AKRA - Tingkatkan porsi dividen
Manajemen PT AKR Corporindo (AKRA) berencana meningkatkan porsi dividen yang akan dibayarkan untuk tahun buku 2011 sebesar 50% hingga 60%. AKRA membagikan dividen 30% hingga 40% dari laba bersih dalam 5 tahun terakhir. Naiknya rasio dividen diakibatkan oleh pembagian dividen sebesar Rp 135 per lembar pada Maret lalu dan Rp 200 per lembar Bulan ini, pasca penjualan PT Sorini Agro Asia Corporation (SOBI).
BWPT - Kinerja produksi
PT BW Plantation (BWPT) mencatat kenaikan peningkatan produksi CPO sebesar 44.2%Yoy menjadi 77,642 Ton pada 8M 2011. Perseroan juga mencatat kenaikan produksi kernel sebesar 35.8%Yoy menjadi 12,990 Ton pada periode yang sama. Peningkatan pada periode tersebut tersebut karena ada peningkatan secara total produksi Tandan Buah Segar (TBS) serta ada pembelian TBS dari pihak ketiga. Namun pada bulan Agustus 2011, produksi TBS baik dari kebun sendiri maupun plasma mengalami penurunan sebesar 5.9% menjadi 31,544 Ton dari Agusutus 2010 sebesar 33,508 Ton.
KBRI - Persetujuan non-preemptive rights
PT Kertas Basuki Rachmat Indonesia (KBRI) mendapat persetujuan pemegang saham untuk menerbitkan 774.88 juta lembar saham baru (9.79% saham) senilai Rp 7.91 Miliar (Rp 67 per lembar saham) tanpa HMETD (non-preemptive rights). Langkah tersebut merupakan bagian dari skema restrukturisasi utang anak perusahaan senilai Rp 51.92 Miliar kepada PT Wahyu Berkat Abadi.

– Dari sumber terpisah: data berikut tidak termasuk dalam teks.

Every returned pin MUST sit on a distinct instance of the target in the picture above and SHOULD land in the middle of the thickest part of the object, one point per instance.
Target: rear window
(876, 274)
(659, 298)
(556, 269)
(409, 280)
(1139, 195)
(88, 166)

UNTR - Kembangkan bisnis batubara
PT United Tractors (UNTR) menargetkan produksi batubara mencapai 7 juta ton pada 2012 Vs 4.5 juta ton target produksi tahun ini. Proyeksi kenaikan produksi batubara dilakukan pasca akuisisi saham PT Asmin Bara Bronang, PT Duta Sejahtera, dan PT Bukit Enim Energy. Manajemen menargetkan memiliki cadangan batubara sebanyak 500 juta ton dalam 3 tahun kedepan dari total cadangan saat ini 300 juta ton.